SUITED UP, HAIR SHINY-NEAT, THE VERY model of the sober company man, Nobuaki Katayama, chief engineer on the Lexus IS200, is standing beside a flat-screen display. On the screen is Katayama 15 years ago, unruly hair, toothy grin, in a shiny, polysomething rally jacket and looking out of the driver's window of a rear-drive Toyota Corolla coupe. The shot dissolves into a black-and-white photo of the same Corolla, massively sideways and kicking dust up a mountain dirt road. 'In my early career at Toyota,' he solemnly intones, 'I used to love throwing cars into corners and drifting them around bends with the tail hanging out, and always with me, the driver, in perfect control.'
As a way of setting out your stall to the press, this touches powerful subliminal buttons. So the 3-series has gone soft, he's saying to your subconsicous, and Alfas are front-drive now. If you want a more sporting small saloon, is Katayama's message, you'd better come to me.

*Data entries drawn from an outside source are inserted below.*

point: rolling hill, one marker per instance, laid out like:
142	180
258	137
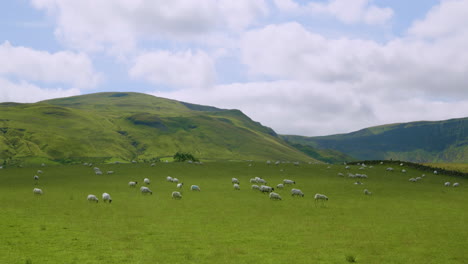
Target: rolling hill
424	141
132	126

He is unveiling a car whose specification,at least, matches the message nicely. The straight-six 2.0-litre engine drives the rear through a siz-speed manual transmission, all four corners using double-wishbone suspension and 17-inch rims.
But the Lexus IS200 has a bigger role than merely creaming off a few drivers from the sporting small saloons of BMW, Audi, Mercedesm Alfra and Saab. It has to provide enough sales to effectively re-launch the Lexus name in Singapore. Compact saloons are by far the biggest market segment for the 'premium brands' and Lexus needs a foot in the door, because it will be charging into other sectors (the RX300 M-class rival, and even a roadster isn't ruled out within five years. The IS200 sells as a Toyota in Japan, where there's no Lexus nameplate - but isn't scheduled for America yet. You get the strong impression that Europe was high in the minds of the people behind this smallest Lexus, and all the key rivals are European.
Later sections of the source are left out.